Ieri... oggi, è già domani - 17 febbraio 2023, 06:00

"... fatu, me aqua" - ...insipido, come l'acqua

Quindi, persona messa (quasi) al bando da ogni nobile considerazion

"... fatu, me aqua"  - ...insipido, come l'acqua

Nella terminologia del Dialetto Bustocco "da strada" il "fatu, me aqua" (insipido come l'acqua), dà l'idea della persona inconcludente, fatua, leggera, frivola, vuota, inconcludente; persona che non ha la possibilità di farsi apprezzare. Quindi, persona messa (quasi) al bando da ogni nobile considerazione.

A ben vedere, essere "fatu" (insipido) non consente prospettive... eppure... eppure per ogni difetto c'è sempre un "salvataggio" per consentire una risalita nell'etica e nei valori della vita. Prova ne è che ogni "fatu" c'è la possibilità della redenzione, anche se il "marchio" gli rimane come per un ergastolano che ha commesso dei delitti giudicati. Per un Bustocco, essere "fatu me aqua" è una condanna. Anche per il fatto che un "fatu me aqua" la non-credibilità gli preclude ogni progresso. Nel "nativo e lavativo" detto a un Bustocco, si evidenzia la caparbietà nel lavoro; la voglia di saper progredire nel lavoro, il desiderio di trovare la soluzione a ogni problema.

Tanto che, quando si dice a un Bustocco "nativo e lavativo" si vuole pure significare l'appartenenza, "marchiata" dalle generalità che testimoniano la nascita del soggetto a Busto Arsizio, da genitori e nonni (tutti e quattro) nati a Busto Arsizio. Da qui, il passo è breve per ottenere credibilità in ciò che si compie e per un "nativo e lavativo" di Busto Arsizio , si ha un rispetto assoluto. Non così per il "fatu me aqua" che somiglia all'antitesi del "nativo e lavativo".

Prima di giungere a ciò, si mette alla prova il "soggetto": chi ha le giuste potenzialità è degno di "portare avanti" la linea operativa del genitore, mentre chi non la dimostra, dovrà accontentarsi di una posizione di rincalzo nella gerarchia di famiglia. Non a caso, il leader; chi ha dalla sua parte la fiducia del genitore "in carica" sa che …. presto o tardi assumerà le redini dell'Azienda.
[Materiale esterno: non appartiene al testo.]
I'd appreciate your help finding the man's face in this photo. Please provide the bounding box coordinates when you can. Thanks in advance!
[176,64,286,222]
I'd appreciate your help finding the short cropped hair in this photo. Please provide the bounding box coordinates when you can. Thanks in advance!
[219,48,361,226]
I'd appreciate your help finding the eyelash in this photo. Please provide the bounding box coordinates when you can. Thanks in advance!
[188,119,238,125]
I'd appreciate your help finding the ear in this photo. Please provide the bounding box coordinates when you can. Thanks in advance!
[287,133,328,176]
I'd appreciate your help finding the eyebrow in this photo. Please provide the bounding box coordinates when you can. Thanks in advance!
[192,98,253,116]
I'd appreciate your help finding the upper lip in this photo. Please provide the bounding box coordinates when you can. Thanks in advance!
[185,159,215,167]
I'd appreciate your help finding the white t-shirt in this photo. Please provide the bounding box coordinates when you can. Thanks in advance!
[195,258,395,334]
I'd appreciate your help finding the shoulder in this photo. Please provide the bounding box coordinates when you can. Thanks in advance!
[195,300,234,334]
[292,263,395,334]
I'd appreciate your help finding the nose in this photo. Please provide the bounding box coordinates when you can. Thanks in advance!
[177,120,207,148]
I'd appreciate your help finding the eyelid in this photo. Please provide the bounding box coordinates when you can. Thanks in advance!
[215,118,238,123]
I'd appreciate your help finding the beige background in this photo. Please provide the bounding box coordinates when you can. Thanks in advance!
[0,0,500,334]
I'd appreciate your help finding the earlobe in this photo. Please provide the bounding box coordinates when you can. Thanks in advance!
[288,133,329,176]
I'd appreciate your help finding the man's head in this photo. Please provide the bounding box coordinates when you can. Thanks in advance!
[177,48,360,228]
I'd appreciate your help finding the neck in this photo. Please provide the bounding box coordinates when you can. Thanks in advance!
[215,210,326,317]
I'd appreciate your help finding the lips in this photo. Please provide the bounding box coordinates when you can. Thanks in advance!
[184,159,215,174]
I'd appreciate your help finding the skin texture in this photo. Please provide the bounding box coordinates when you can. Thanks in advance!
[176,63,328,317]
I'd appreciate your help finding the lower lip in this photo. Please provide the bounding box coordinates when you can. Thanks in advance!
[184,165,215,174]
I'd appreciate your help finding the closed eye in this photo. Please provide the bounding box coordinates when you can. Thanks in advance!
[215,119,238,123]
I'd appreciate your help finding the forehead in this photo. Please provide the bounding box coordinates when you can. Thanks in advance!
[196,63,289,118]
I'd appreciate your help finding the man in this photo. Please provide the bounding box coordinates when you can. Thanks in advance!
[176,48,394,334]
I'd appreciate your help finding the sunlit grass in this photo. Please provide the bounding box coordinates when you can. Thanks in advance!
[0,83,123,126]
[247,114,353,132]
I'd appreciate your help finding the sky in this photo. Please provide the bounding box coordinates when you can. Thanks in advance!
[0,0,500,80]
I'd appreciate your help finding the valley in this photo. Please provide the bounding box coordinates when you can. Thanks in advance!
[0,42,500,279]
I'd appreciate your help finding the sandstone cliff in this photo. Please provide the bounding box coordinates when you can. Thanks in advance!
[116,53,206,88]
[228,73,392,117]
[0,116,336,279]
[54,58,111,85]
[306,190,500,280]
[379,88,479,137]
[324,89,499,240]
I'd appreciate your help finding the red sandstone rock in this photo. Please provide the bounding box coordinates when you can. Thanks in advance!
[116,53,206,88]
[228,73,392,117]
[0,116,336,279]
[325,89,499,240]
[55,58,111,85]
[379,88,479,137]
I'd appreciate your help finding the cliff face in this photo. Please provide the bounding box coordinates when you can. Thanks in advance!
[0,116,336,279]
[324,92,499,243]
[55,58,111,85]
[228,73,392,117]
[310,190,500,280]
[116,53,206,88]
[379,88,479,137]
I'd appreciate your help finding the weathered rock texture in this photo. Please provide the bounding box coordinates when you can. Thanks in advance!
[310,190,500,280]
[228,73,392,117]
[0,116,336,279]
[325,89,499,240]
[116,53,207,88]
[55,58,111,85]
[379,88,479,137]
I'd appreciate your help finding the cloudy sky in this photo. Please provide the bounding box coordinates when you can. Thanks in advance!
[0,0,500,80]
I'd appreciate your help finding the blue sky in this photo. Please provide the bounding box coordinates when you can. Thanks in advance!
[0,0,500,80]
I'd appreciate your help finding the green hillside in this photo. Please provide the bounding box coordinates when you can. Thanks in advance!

E, non è detto che la "scelta" si riveli sempre giusta nelle varie sfaccettature. Di esempi, a Busto Arsizio, ce ne sono tanti. Inutile fare nomi, ma la successione con cui un'Azienda porta avanti nel tempo la propria struttura secondo precisi canoni di comportamento, ha fatto il suo tempo.

Subentra nel discorso, Giusepèn, con un laconico "eh mo?" (e adesso?) per dire che a Busto Arsizio talune Famiglie Patriarcali dopo tre generazioni, si sono …. disperse; non hanno trovato il leader che ha preso il posto del precedente leader e sono …. naufragate. Negli anni del Novecento, molte delle Fabbriche esistenti sul Territorio, continuavano la Tradizione, sviluppando e incentivando la propria specializzazione … poi? … poi hanno dovuto soccombere e in molti si sono chiesto il motivo.

Non sempre per colpa degli eventi economici, ma è accaduto il solito "errore": quello di credere nel proprio insegnamento. Vale a dire, l'abilità del padre, non sempre si poteva donare per eredità.

C'è di mezzo poi, la moralità di chi eredita, contrapposta alla moralità di chi compie l'eredità. Si dice a Busto che chi "inventa" una Azienda di successo, la sviluppa, poi la cede a chi la consolida, per giungere al "terzo grado" che giunge allo … sfacelo. E ciò, perché avviene? Le spiegazioni possono essere molteplici e motivate, compresa quella del "tanto ho le spalle coperte e posso scialacquare" (come il famoso "figliol prodigo" che ha solo scialacquato) e da qui, il passo del progressivo fallimento è breve. Oggi, anche Busto Arsizio "paga" questo pegno e di Aziende "ereditarie" ne esistono ben poche. Giusepèn annuisce!